Its used to implement Thread-Local-Storage variables. These are global
variables declared with the '__thread' keyword. Each variable declared
in this way has a per-thread value (i.e. each thread has a private copy
of the variable).

> 2) Where TLS object is created? (below is the tls assigned, but I couls 
> not find where ph is from)
>     case PT_TLS:
>             obj->tlsindex = 1;
>             obj->tlssize = ph->p_memsz;
>             obj->tlsalign = ph->p_align;
>             obj->tlsinitsize = ph->p_filesz;
>             obj->tlsinit = (void*) ph->p_vaddr;

Most of the work of dealing with TLS happens in the runtime
linker /libexec/ld-elf.so.1. The runtime linker calculates the TLS size
based on the TLS usage of all loaded libraries. The thread library uses
an internal interface to rtld (_rtld_allocate_tls and _rtld_free_tls)
during thread creation and destruction to allocate and free the TLS
blocks.
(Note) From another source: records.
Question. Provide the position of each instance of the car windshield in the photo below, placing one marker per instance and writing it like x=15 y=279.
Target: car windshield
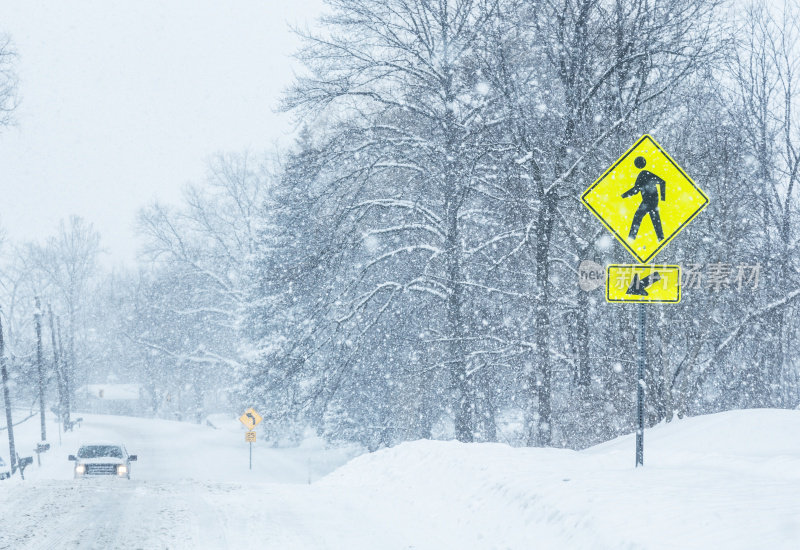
x=97 y=451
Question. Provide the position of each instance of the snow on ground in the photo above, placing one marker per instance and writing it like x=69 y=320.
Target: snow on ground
x=730 y=480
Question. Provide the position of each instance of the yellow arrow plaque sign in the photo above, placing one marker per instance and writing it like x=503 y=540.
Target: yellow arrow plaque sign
x=644 y=283
x=645 y=199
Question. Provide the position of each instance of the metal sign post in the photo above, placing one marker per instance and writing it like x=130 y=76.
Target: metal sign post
x=250 y=419
x=640 y=385
x=644 y=199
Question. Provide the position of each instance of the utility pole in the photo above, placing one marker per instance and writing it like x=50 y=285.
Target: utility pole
x=37 y=320
x=67 y=393
x=12 y=451
x=56 y=365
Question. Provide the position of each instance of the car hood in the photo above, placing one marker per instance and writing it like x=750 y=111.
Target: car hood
x=101 y=460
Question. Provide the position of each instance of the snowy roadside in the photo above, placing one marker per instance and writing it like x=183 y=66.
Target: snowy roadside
x=730 y=480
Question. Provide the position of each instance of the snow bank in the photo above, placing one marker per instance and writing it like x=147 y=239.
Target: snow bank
x=730 y=480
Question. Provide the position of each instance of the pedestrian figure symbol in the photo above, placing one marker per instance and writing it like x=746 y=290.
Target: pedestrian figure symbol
x=648 y=186
x=635 y=187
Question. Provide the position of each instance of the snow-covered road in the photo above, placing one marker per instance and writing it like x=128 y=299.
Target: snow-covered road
x=730 y=480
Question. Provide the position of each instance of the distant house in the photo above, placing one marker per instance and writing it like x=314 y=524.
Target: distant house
x=111 y=398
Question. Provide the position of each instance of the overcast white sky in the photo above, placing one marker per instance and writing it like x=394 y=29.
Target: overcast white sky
x=123 y=102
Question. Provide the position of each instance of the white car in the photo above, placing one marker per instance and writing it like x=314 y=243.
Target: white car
x=102 y=459
x=5 y=473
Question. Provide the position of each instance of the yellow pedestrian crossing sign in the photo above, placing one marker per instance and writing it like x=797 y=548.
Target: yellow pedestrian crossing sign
x=645 y=199
x=250 y=418
x=643 y=283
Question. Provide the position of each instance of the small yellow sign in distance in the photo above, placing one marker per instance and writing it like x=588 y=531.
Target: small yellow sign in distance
x=645 y=199
x=654 y=284
x=250 y=418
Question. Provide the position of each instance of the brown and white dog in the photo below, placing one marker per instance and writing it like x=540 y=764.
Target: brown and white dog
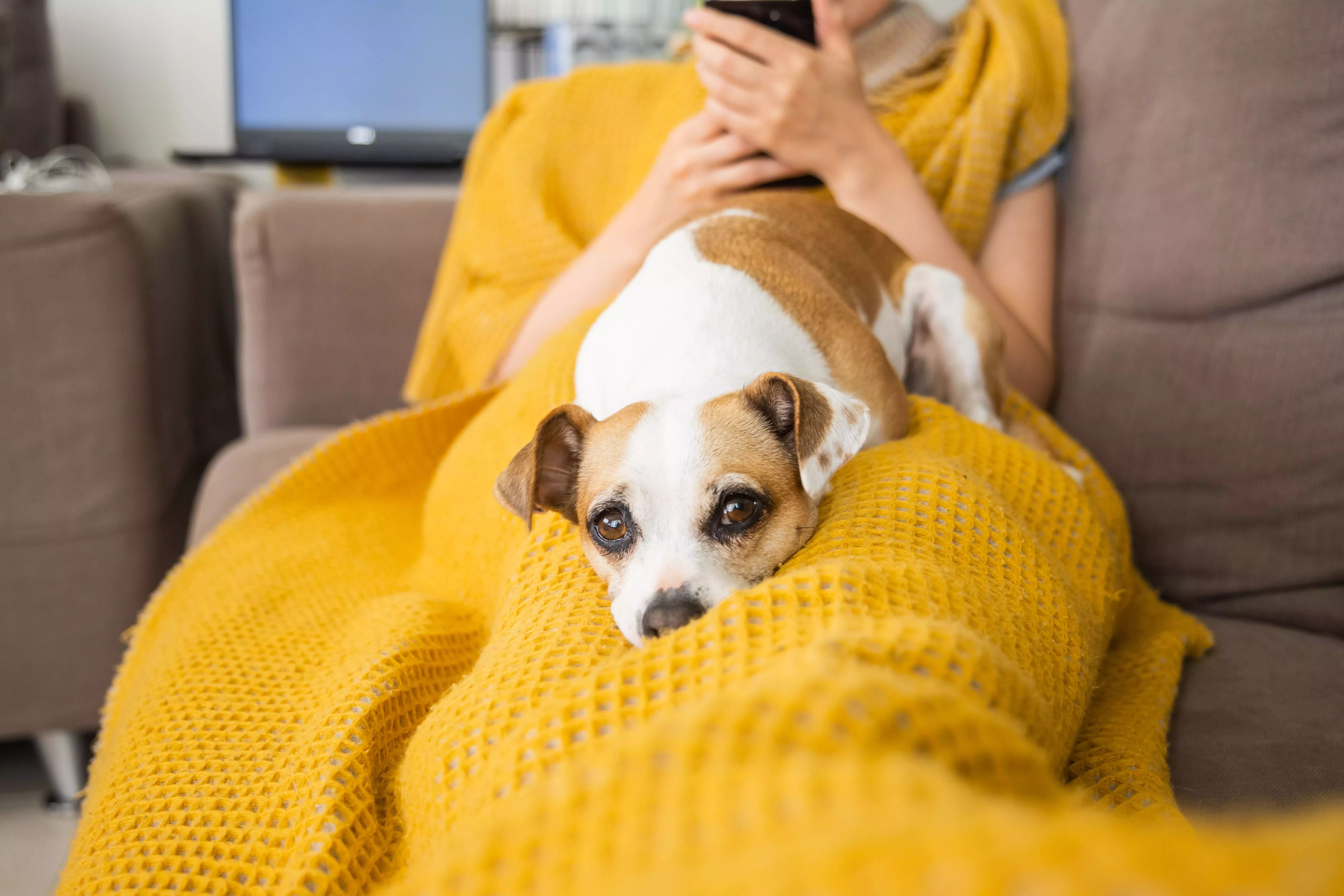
x=757 y=350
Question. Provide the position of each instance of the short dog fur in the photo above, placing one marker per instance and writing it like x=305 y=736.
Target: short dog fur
x=757 y=350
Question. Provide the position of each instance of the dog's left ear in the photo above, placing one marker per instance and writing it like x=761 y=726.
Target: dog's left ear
x=544 y=476
x=824 y=426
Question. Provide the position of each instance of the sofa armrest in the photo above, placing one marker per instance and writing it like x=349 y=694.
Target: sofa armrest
x=333 y=285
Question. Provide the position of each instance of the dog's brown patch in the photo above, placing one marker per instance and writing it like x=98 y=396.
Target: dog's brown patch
x=741 y=443
x=827 y=269
x=546 y=473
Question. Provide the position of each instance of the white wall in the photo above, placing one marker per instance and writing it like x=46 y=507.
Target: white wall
x=156 y=72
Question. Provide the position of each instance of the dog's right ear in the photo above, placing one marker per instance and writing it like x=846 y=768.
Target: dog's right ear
x=544 y=475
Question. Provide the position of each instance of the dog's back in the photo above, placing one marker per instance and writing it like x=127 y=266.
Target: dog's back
x=772 y=281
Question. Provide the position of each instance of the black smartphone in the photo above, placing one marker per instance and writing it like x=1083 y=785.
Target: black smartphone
x=787 y=17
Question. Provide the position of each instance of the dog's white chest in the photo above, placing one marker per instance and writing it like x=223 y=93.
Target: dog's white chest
x=691 y=330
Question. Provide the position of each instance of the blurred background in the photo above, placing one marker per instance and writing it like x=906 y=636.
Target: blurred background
x=158 y=72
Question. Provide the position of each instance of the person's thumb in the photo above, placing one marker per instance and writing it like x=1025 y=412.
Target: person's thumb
x=833 y=31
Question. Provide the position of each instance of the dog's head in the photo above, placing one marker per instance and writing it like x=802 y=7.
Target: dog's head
x=682 y=504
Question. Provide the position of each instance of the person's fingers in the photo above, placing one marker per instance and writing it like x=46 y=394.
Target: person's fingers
x=722 y=150
x=833 y=30
x=752 y=173
x=729 y=64
x=699 y=128
x=745 y=35
x=729 y=95
x=746 y=127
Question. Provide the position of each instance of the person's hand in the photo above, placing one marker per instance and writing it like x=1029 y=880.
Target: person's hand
x=701 y=164
x=803 y=105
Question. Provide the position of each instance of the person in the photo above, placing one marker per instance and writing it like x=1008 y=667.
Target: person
x=806 y=108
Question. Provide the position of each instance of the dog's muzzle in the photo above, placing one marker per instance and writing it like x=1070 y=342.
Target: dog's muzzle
x=670 y=610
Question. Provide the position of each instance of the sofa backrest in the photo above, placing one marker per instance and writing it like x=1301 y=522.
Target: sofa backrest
x=1202 y=285
x=30 y=101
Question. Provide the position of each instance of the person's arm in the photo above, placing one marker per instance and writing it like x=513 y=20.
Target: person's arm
x=699 y=164
x=806 y=107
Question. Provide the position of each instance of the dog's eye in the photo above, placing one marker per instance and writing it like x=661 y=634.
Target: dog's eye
x=611 y=526
x=737 y=508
As you have seen, the memory allocated also includes the
thread-library's control structures (which includes the saved register
set etc.).

Static programs have a slightly simpler mechanism (simpler because there
is only the main program and no dynamic libraries). This is handled in
src/lib/libc/gen/tls.c.

> 
> 3) Where in kernel the TLS is used for thread operation?

The kernel doesn't use this information at all. It simply provides
support for the thread libraries needs.